NB : Des comptes rendus des principales réunions et missions dans les pays (réunion de démarrage, des mémos des visites de terrain, atelier de restitution, réunion de débriefing) seront produits à chaque étape de la progression de la mission.

 

Transmission des rapports

Les documents seront envoyés en version électronique par email :

  • en courrier électronique à l’ARAA basée à Lomé qui est l’Autorité contractante, Monsieur Salifou Ousseini, Directeur Exécutif, osalifou@araa.org avec copie à Madame Aguidi Georgette, gaguidi@araa.org.
  • en version papier à l’ARAA basée à Lomé, avec un délai de deux (2) semaines pour le  pour le rapport final. Les notes et rapports finaux devront être préparés en français et en anglais.

 

Qualification et compétences requises

Le consultant devra répondre aux exigences suivantes :

  • Être titulaire d’un diplôme universitaire de niveau Bac + 5 en sciences agronomiques spécialités Zootechnique, Pastoralisme, Productions Animales, Gestion de Projet, ou tout domaine connexe, agroéconomie, sciences du développement rural, ou toute autre discipline apparentée ;
  • Avoir au moins dix (10) ans d’expérience dans l’élaboration ou gestion de projets et programmes régionaux de développement ;
  • Avoir une bonne connaissance de la politique agricole de la CEDEAO et une expérience dans l’élaboration de programmes régionaux de développement dans le domaine de filets sociaux de sécurité alimentaire et nutritionnel ;
  • Avoir une expérience dans l’évaluation et la capitalisation de programmes régionaux de la politique agricole de la CEDEAO ;
  • Avoir élaboré ou participé à l’élaboration d’au moins deux programmes régionaux dans le domaine de développement agricole ou filets sociaux de sécurité alimentaire en Afrique de l’Ouest ;
  • Posséder une bonne connaissance des approches de cycle du projet et de cadre logique ;
  • Posséder une maîtrise avérée des instruments de filets sociaux de sécurité alimentaire et nutritionnelle en Afrique de l’Ouest ;
  • Être familier avec les processus régionaux en cours concernant la sécurité alimentaire, la promotion de l’élevage, la nutrition et la résilience (RRSA, PNR, AGIR, SUN, Stratégie Sahel, Faim zéro, RPCA,) ;
  • Avoir un sens de travail en équipe dans un sens critique et constructif ;
  • Être familier avec l’environnement institutionnel des organisations régionales ouest-africaines (CEDEAO, UEMOA, CILSS) ;
  • Maîtriser parfaitement l’une des 3 langues officielles de la CEDEAO (Anglais, Français, Portugais) et être en capacité de communiquer dans une deuxième de ces trois langues ; parler l’espagnole sera un atout dans la communication avec le partenaire financier du projet 
  • Jouir de ses droits civiques et être de bonne moralité ;
  • Avoir une solide expérience de travail en Afrique de l’Ouest est nécessaire.

 

Dossier de candidature

Les candidats devront soumettre leur dossier constitué des pièces suivantes :

  • Une lettre de manifestation d’intérêt ;
  • Une proposition technique contenant la proposition de la démarche méthodologique, le cv du consultant détaillant l’expérience professionnelle et les missions similaires ;
  • Une copie du diplôme ou des diplômes ;
  • Copie des attestations de travail ou de service rendus énumérées dans le curriculum vitae.

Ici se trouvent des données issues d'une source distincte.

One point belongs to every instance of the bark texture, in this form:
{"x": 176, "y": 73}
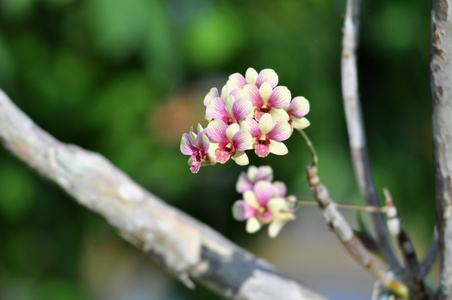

NB : Tout dossier incomplet ne sera pas recevable.

Dépôt des candidatures

Les candidatures sont reçues au plus tard le 03 août 2022 à 17H 00 GMT, courrier électronique à l’adresse : recrutements.consultants@araa.org avec un objet « PRIDEC/PACBAO-SCI23-Evaluation & Formulation »

 

Méthode de sélection

Les consultants seront sélectionnés selon la méthode de sélection basée sur la qualification telle que définie dans le code des marchés publics de la CEDEAO.

Une séance d’interview pourra être organisée avec une short liste de candidats présélectionnés, et seules les candidatures présélectionnées seront contactées.

L’ARAA se réserve le droit de ne pas donner de suite à cet appel à manifestation d’intérêt.